Dark Matter
'What is it? What does it want? Why is it angry with me?'
January 1937. Clouds of war are gathering over a fogbound London. Twenty-eight year old Jack is poor, lonely and desperate to change his life. So when he's offered the chance to be the wireless operator on an Arctic expedition, he jumps at it.
Spirits are high as the ship leaves Norway: five men and eight huskies, crossing the Barents Sea by the light of the midnight sun. At last they reach the remote, uninhabited bay where they will camp for the next year. Gruhuken. But the Arctic summer is brief. As night returns to claim the land, Jack feels a creeping unease.
One by one, his companions are forced to leave. He faces a stark choice. Stay or go. Soon he will see the last of the sun, as the polar night engulfs the camp in months of darkness. Soon he will reach the point of no return – when the sea will freeze, making escape impossible. And Gruhuken is not uninhabited. Jack is not alone. Something walks there in the dark.
Readers also enjoyed
Michelle Paver
Michelle Paver (born 1960) is a novelist. Her ongoing six-book series Chronicles of Ancient Darkness, set in the pre-agricultural Stone Age, has earned her notable popularity.

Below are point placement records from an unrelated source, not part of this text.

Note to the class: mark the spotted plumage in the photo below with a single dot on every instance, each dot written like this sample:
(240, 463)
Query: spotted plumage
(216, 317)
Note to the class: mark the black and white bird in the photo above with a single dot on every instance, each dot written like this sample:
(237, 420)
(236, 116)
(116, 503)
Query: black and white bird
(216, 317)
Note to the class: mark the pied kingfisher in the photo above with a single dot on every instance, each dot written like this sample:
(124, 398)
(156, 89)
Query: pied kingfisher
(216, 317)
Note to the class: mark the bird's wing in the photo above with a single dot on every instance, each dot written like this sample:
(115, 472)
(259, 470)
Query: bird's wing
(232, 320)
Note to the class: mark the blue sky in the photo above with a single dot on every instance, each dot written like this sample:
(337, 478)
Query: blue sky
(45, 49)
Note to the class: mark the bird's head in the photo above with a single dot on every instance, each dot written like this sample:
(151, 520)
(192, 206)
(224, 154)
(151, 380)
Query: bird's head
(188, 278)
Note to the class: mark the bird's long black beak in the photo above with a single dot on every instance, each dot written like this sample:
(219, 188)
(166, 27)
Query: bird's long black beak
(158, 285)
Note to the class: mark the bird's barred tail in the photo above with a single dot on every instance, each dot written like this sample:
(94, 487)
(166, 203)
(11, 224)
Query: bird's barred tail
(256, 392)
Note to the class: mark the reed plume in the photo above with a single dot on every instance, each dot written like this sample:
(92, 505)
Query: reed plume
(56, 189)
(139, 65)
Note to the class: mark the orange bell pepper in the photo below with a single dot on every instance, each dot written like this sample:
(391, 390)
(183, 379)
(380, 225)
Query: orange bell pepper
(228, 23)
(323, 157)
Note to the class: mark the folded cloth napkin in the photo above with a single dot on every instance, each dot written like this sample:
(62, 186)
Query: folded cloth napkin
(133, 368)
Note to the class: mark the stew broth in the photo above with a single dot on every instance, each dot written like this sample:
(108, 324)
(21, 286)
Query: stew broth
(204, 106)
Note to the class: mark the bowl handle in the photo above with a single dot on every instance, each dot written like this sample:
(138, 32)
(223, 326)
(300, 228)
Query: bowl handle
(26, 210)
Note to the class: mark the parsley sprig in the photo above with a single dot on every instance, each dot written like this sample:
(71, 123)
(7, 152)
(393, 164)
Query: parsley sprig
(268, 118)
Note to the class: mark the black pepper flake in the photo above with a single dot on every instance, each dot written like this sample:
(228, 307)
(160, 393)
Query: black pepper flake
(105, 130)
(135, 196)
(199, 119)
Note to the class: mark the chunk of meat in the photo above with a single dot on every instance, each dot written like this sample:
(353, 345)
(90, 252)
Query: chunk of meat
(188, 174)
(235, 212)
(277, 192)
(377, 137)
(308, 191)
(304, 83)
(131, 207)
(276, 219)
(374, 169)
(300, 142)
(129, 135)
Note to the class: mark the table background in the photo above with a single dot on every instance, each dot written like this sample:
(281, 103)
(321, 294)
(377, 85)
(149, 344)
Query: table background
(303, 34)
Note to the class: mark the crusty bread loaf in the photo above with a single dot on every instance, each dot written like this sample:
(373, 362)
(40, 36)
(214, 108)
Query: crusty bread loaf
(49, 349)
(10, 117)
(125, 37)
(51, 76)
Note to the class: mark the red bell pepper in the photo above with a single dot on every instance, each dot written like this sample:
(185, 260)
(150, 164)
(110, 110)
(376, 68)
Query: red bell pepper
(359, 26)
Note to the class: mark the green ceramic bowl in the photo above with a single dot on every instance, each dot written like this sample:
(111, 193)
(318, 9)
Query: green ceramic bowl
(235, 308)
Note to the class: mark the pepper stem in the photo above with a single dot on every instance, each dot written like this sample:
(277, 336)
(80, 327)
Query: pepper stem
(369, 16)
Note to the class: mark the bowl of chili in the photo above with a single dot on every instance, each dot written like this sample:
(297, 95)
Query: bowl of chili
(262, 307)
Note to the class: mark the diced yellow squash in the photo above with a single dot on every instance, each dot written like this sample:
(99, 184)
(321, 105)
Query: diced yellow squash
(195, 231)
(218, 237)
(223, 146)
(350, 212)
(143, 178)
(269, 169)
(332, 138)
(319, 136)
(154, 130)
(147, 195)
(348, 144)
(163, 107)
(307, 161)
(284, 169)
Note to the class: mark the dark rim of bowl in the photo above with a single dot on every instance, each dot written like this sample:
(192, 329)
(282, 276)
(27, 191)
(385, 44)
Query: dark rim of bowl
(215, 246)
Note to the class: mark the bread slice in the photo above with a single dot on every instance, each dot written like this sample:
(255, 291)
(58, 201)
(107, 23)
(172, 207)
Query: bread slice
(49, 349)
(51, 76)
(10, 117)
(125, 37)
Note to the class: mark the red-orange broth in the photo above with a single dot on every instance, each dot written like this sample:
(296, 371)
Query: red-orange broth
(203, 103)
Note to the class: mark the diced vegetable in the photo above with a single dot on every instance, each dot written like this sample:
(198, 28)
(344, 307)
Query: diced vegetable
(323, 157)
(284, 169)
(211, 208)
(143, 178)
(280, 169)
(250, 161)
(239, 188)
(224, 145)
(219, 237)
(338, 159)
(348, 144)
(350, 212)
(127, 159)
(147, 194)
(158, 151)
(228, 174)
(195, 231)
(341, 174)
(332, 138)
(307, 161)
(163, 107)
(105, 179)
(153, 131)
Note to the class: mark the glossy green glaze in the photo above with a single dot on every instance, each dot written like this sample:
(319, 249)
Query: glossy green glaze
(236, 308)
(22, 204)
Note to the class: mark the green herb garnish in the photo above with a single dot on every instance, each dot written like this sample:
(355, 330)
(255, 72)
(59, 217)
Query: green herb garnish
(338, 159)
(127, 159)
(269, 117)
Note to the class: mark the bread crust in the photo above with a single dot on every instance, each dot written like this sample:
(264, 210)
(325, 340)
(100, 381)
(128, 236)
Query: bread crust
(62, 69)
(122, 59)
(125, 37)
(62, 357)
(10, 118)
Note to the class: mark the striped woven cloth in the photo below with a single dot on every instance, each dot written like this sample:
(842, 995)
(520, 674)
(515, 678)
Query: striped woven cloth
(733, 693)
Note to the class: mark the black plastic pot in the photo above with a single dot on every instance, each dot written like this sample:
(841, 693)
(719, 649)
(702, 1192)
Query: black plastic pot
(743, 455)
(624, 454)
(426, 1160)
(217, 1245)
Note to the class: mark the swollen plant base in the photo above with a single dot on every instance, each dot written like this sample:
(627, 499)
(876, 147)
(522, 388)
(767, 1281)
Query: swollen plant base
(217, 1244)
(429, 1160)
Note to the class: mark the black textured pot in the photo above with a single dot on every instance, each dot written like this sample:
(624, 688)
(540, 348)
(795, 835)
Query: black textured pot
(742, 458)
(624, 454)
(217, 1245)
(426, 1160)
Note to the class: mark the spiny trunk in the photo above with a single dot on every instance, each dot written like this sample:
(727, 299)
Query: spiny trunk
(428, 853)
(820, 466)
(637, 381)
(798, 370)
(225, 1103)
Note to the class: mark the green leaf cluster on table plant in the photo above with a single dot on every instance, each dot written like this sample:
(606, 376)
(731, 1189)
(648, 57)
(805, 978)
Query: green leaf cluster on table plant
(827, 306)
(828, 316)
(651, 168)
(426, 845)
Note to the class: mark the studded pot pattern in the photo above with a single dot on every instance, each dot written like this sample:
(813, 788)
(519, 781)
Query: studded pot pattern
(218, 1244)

Michelle Paver was born in Malawi (central Africa); her mother was Belgian and her South African father ran a modest newspaper, the Nyasaland Times. She moved to the United Kingdom when she was three, where she grew up in Wimbledon and was educated at Lady Margaret Hall. After reading biochemistry at the University of Oxford, where she attained a first-class degree, she became a partner in a City law firm. Her father's death in 1996 prompted her to take a one-year sabbatical, during which she travelled around France and America, and wrote her first book, "Without Charity". She resigned from legal practice soon after her return, to concentrate on writing.